We recently learned, to our horror, that the vendors at the market have no problem with selling tobacco to kids, and our eleven-year-old is already developing a smoking habit.

Add a quick, hot temper to these attributes, and you can see that Andy is handful.

Then we have Danny, whose problems with sulking and punching people who offend him seem almost trivial compared to Andy’s troubles. And we do have Bang, who never gives us a moment’s trouble, except when following after Andy gets him in hot water.

Are they worth the headache and heartache? Yes. Every single one of them are starved for the very thing we are giving and they are resisting. They want order and stability and, most of all, the security of being unconditionally loved. They crave affection and continually come to us for hugs and encouraging words.

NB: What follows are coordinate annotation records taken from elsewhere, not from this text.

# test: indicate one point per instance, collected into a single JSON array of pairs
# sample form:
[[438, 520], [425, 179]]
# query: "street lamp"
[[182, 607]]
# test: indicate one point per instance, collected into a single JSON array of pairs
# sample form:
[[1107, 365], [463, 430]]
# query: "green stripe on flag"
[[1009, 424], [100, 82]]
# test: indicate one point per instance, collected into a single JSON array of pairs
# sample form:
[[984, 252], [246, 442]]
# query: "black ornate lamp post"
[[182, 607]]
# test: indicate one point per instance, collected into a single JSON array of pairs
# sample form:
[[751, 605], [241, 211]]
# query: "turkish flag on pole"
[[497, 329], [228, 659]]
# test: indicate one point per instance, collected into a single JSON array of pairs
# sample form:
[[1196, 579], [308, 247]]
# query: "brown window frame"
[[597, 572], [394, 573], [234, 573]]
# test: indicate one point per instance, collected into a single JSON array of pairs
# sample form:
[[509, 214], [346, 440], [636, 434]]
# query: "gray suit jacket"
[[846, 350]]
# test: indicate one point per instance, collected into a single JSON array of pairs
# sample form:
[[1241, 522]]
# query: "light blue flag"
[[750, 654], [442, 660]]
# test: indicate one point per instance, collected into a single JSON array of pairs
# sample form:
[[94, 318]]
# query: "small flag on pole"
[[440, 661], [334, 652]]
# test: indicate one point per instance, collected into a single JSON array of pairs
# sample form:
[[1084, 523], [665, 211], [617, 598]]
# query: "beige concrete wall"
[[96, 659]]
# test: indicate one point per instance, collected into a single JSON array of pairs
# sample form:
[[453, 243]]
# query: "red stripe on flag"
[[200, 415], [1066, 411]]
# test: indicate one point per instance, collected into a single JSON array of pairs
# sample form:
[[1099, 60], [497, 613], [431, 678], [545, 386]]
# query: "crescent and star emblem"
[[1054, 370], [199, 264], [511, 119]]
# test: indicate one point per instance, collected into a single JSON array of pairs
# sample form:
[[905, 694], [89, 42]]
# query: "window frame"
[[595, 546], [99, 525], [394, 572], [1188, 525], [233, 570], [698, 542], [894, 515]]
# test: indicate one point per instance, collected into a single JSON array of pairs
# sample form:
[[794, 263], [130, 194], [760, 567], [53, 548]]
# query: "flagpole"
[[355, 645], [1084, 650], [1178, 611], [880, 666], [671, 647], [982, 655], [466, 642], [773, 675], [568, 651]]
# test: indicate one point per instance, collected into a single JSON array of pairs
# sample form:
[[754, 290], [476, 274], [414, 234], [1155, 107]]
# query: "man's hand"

And that’s how we will continue to work through their problems. We will aim for their hearts. We can’t talk to them, so we have to show them. After all, Andy, Bang, and Danny have only been with us a few weeks. We have to be patient and hang on while they are learning And we have the assurance that our sovereign God can break down the biggest barriers and tame the wildest, most rebellious heart.


Andy and Bang with new haircuts.


Meanwhile, our friends can pray for us. We need extra grace and strength for this task, which is one of the many we have before us here in Thailand. Please pray for the mending these precious, broken children need.